Set crisp fielddata circuit breaker thresholds to fail fast once critical heap is breached. Aggressively expire least used field caches before flipping breakers.

Rebuild Indices Periodically

Rewrite indices from scratch to reset field data structures and loading efficiencies periodically. Helps avoid bit rot.

Now that we have guard rails for scale, let‘s discuss cache management in the world before Elasticsearch aka RDBMS and Solr…for perspective!

Clearing Caches in Legacy Systems

Working on earlier generation systems like Solr, MySQL and Oracle in the 2000s, our only recourse for stale, inconsistent result sets was to purge caches and rebuild indices.

Here is what we did when caching let us down:

MySQL Query Cache

We used RESET QUERY CACHE when reads via PHP frontends had latency spikes or errors due to result set changes. Hit ratios dropping below 60% was another trigger.

Solr Field Value Cache

On detecting slow index traversals, we repopulated Solr field value cache to load fresh entries via a solrconfig.xml callback hook to Java.

Oracle Buffer Cache

To refresh schema changes we used ALTER SYSTEM FLUSH BUFFER_CACHE so new database blocks load correctly while old ones are discarded.

Lucene Index

Facing index corruption errors in Solr, we rebuilt entire collections which dropped caches as a side-effect fixing inconsistency issues magically.

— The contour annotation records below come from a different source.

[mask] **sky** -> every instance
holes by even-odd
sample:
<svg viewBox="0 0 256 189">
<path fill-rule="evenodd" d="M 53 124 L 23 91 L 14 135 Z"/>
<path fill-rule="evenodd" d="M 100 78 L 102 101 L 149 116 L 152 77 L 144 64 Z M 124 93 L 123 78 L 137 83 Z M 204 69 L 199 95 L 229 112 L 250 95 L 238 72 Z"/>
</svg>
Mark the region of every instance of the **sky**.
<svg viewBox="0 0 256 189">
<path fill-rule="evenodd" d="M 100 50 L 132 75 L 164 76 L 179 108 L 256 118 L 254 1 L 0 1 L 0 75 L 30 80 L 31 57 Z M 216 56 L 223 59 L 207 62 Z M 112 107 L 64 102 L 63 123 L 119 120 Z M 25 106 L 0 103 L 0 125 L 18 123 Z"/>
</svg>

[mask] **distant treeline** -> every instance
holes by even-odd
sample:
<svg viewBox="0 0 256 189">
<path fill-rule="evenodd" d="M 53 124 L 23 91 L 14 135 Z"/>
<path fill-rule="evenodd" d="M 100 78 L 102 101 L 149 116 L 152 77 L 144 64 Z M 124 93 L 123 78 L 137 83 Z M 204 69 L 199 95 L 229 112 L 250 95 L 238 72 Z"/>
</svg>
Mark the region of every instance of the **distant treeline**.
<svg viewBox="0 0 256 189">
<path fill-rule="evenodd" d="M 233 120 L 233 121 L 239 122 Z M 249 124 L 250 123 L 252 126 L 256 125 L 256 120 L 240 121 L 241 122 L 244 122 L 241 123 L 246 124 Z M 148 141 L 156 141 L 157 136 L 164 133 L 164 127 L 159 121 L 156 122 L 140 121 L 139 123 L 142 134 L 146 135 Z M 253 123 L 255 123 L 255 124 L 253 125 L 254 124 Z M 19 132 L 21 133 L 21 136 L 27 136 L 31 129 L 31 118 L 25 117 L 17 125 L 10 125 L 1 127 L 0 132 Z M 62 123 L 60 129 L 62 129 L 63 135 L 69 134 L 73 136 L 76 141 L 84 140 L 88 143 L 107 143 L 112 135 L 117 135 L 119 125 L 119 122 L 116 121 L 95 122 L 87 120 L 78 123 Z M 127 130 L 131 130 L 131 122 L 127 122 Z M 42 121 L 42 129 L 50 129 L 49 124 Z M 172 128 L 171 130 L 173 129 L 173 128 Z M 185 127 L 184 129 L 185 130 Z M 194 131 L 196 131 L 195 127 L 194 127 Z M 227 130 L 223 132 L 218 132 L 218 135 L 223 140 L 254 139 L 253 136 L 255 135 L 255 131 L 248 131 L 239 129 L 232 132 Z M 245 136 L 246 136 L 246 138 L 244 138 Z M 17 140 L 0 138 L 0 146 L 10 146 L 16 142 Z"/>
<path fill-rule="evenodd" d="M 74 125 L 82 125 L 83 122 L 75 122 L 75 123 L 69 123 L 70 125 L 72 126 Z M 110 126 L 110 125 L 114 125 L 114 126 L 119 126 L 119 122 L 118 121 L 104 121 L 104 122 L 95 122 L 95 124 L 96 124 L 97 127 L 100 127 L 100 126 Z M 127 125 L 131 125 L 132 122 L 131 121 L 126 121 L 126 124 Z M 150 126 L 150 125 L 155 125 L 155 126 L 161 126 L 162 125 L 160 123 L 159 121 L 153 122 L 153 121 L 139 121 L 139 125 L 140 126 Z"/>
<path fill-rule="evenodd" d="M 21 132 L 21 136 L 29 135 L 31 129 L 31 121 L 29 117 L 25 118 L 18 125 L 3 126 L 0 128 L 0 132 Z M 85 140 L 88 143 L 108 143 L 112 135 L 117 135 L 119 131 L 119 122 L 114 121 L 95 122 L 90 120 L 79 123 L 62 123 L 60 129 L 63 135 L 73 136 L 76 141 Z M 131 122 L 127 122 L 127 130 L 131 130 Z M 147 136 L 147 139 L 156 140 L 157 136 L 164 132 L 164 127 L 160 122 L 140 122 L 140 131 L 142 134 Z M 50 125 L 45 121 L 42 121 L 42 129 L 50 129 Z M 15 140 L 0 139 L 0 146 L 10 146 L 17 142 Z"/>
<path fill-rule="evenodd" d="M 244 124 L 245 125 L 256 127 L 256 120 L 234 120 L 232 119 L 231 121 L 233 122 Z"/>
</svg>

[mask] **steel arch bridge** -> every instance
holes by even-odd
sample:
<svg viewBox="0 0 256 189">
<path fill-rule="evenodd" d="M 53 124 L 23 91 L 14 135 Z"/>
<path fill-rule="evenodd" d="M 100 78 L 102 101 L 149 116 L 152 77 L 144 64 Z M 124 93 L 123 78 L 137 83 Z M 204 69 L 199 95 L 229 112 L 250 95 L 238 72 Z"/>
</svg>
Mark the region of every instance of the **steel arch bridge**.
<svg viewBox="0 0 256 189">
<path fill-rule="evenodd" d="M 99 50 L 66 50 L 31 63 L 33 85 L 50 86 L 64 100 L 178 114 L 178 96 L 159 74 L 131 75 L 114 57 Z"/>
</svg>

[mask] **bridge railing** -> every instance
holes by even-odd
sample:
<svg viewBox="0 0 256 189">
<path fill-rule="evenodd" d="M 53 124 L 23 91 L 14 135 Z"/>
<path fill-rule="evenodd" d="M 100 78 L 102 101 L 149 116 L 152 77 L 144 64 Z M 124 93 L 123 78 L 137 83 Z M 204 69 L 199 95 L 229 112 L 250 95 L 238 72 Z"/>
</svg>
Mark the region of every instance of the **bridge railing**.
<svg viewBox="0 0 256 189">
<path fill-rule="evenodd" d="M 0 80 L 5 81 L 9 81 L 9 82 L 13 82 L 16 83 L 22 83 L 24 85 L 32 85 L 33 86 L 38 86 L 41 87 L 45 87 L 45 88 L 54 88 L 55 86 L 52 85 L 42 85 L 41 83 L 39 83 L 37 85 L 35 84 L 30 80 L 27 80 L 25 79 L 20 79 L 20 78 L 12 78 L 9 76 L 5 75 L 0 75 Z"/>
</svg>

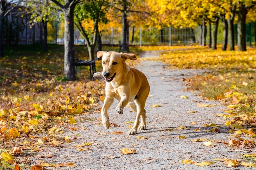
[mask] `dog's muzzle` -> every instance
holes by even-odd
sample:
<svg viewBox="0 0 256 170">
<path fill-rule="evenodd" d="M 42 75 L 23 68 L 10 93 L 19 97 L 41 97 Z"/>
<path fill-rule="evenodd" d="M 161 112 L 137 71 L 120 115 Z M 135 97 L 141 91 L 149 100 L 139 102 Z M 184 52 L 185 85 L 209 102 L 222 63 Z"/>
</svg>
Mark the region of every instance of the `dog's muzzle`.
<svg viewBox="0 0 256 170">
<path fill-rule="evenodd" d="M 111 81 L 113 80 L 113 79 L 114 78 L 114 77 L 115 77 L 115 76 L 117 74 L 116 73 L 115 73 L 115 74 L 114 74 L 114 75 L 113 75 L 113 76 L 111 77 L 109 77 L 109 78 L 106 78 L 106 77 L 105 77 L 105 80 L 106 82 L 108 82 L 108 83 L 109 83 Z"/>
</svg>

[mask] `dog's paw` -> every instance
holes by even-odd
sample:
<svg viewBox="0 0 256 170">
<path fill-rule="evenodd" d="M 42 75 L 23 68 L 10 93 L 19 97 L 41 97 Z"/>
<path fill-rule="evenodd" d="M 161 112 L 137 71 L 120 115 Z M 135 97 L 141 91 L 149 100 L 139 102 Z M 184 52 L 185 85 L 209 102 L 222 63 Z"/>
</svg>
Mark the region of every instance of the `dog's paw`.
<svg viewBox="0 0 256 170">
<path fill-rule="evenodd" d="M 124 112 L 124 110 L 122 108 L 116 108 L 116 111 L 119 114 L 122 115 Z"/>
<path fill-rule="evenodd" d="M 128 135 L 135 135 L 137 134 L 137 130 L 132 128 L 127 133 Z"/>
<path fill-rule="evenodd" d="M 141 124 L 138 128 L 138 130 L 144 130 L 146 129 L 147 126 L 146 125 Z"/>
<path fill-rule="evenodd" d="M 101 122 L 106 130 L 108 129 L 110 126 L 110 123 L 108 117 L 101 117 Z"/>
</svg>

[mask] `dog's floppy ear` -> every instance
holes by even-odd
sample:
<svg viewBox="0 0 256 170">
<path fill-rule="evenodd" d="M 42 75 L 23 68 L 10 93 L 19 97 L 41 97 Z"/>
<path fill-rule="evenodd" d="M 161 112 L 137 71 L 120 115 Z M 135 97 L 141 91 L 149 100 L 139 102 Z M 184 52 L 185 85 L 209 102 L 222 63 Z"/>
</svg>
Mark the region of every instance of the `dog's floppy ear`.
<svg viewBox="0 0 256 170">
<path fill-rule="evenodd" d="M 128 58 L 132 60 L 137 60 L 137 58 L 136 58 L 136 56 L 135 55 L 135 54 L 129 53 L 123 53 L 121 52 L 120 53 L 120 54 L 121 54 L 121 57 L 122 57 L 122 58 L 125 58 L 126 60 L 127 58 Z"/>
<path fill-rule="evenodd" d="M 99 51 L 97 52 L 97 58 L 99 58 L 101 57 L 102 57 L 103 53 L 106 53 L 106 51 Z"/>
</svg>

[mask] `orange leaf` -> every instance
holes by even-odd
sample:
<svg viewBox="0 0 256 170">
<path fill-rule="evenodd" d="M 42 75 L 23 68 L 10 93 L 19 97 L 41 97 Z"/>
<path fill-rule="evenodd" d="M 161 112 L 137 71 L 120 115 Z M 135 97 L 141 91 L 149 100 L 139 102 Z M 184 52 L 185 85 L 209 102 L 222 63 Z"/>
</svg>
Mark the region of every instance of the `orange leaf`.
<svg viewBox="0 0 256 170">
<path fill-rule="evenodd" d="M 130 150 L 126 148 L 123 148 L 121 150 L 121 155 L 130 155 L 135 153 L 136 151 L 135 149 Z"/>
<path fill-rule="evenodd" d="M 44 167 L 40 165 L 35 165 L 31 167 L 31 170 L 43 170 Z"/>
</svg>

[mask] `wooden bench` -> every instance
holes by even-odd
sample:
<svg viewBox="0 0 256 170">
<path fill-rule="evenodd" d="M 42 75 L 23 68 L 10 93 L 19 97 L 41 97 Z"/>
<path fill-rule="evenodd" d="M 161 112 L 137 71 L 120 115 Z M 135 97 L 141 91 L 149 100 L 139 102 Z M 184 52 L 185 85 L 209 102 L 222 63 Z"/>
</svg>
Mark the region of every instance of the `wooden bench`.
<svg viewBox="0 0 256 170">
<path fill-rule="evenodd" d="M 76 66 L 76 73 L 77 70 L 78 66 L 89 66 L 90 67 L 90 77 L 91 78 L 91 80 L 92 79 L 92 75 L 93 75 L 93 74 L 96 72 L 95 61 L 94 60 L 79 60 L 75 63 L 75 66 Z"/>
</svg>

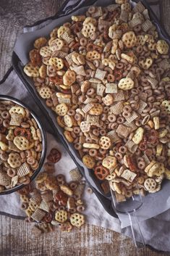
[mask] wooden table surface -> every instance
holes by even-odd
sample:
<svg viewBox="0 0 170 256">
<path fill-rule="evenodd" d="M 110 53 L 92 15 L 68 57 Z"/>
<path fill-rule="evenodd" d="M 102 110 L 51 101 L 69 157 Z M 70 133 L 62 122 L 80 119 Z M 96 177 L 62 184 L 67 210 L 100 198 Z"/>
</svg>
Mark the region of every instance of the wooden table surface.
<svg viewBox="0 0 170 256">
<path fill-rule="evenodd" d="M 64 0 L 0 1 L 0 80 L 11 65 L 17 36 L 25 25 L 51 16 Z M 170 1 L 160 0 L 161 20 L 170 33 Z M 31 226 L 0 216 L 1 256 L 156 256 L 165 255 L 148 248 L 137 252 L 131 239 L 110 229 L 88 224 L 64 234 L 55 231 L 33 237 Z"/>
</svg>

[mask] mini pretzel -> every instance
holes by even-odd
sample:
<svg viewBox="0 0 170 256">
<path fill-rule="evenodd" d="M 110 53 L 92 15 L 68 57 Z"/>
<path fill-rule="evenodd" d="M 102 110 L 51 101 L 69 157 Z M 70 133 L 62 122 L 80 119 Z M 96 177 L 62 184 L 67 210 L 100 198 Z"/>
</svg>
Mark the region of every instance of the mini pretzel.
<svg viewBox="0 0 170 256">
<path fill-rule="evenodd" d="M 14 144 L 20 150 L 26 150 L 28 149 L 29 147 L 28 140 L 23 136 L 14 137 Z"/>
<path fill-rule="evenodd" d="M 47 160 L 53 163 L 56 163 L 61 159 L 61 154 L 60 152 L 56 149 L 52 149 L 50 154 L 47 157 Z"/>
<path fill-rule="evenodd" d="M 95 168 L 94 173 L 99 180 L 102 181 L 109 174 L 109 171 L 103 166 L 100 165 Z"/>
<path fill-rule="evenodd" d="M 82 214 L 75 212 L 71 215 L 70 222 L 72 226 L 80 228 L 85 223 L 85 217 Z"/>
<path fill-rule="evenodd" d="M 156 182 L 153 178 L 147 178 L 144 182 L 144 186 L 148 191 L 153 191 L 156 187 Z"/>
<path fill-rule="evenodd" d="M 109 137 L 102 136 L 99 141 L 99 145 L 101 149 L 108 149 L 111 146 L 111 140 Z"/>
</svg>

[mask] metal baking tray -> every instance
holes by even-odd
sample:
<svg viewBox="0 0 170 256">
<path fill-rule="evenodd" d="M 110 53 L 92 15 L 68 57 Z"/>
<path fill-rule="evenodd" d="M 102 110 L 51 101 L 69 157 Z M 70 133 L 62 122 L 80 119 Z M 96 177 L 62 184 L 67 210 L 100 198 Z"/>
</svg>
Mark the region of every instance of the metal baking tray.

Interestingly, the heuristics for identifying cache staleness remains equally relevant on modern search platforms. The remediation tooling has gotten far more robust in the Elasticsearch ecosystem for sure!

Now that you have the context behind caches, errors and fixes in legacy systems, let‘s pivot the discussion to diagnosing caching issues that arise commonly during development and testing using familiar tooling.

Debugging with Slow Log

Enabling and analyzing Elasticsearch Slow Log has almost become muscle memory for me having spent days obsessing over spikes in query latency SLAs.

If you notice your search, aggregations or geographic sort queries have suddenly become slower in dev environment, how would you find the smoking gun?

Here is an efficient debugging workflow to weed out suspects:

Enable Diagnostics

Configure index level slowlog thresholds to log any query taking longer than normal – say over 50-100ms:

PUT /my_index/_settings
{
  "index.search.slowlog.threshold.query.warn": "100ms" 
}

Review Slow Logs

Once queries breach the threshold, stacks and context get captured:

[2017-05-19T15:32:13,468][WARN ][index.search.slowlog.query] [] 
         took[148ms], took_millis[148], types[], stats[], search_type[QUERY_THEN_FETCH], total_shards[5],
         source[{"query":{"match":{"business_name":"Baker Street"}},"from":0,"size":25}]]

This allows review of outliers taking longer while attempting to isolate root cause whether it‘s code change, data skew or configuration drift.

Inspect Query Plan

Additionally, low-overhead plan explanations provide a peak into how each query is executed under the hood against Lucene indices:

POST /my_index/_explain 
{
   "query": {
      "match": {
         "business_name": "Baker Street"
    }
  }
}

Whether scoring model used was BM25 or Vector Space Model. Whether docfreq filters kicked in. All help connect dots!

Clear Cache Selectively

Finally, armed with these diagnostics clearing only the suspicious cache in scope helps confirm resolution while not disrupting unaffected caches:

POST /my_index/_cache/clear?query=true

Isolating root cause via selective cache clearing is quite the wholesome debugging adventure that improves understanding manifold!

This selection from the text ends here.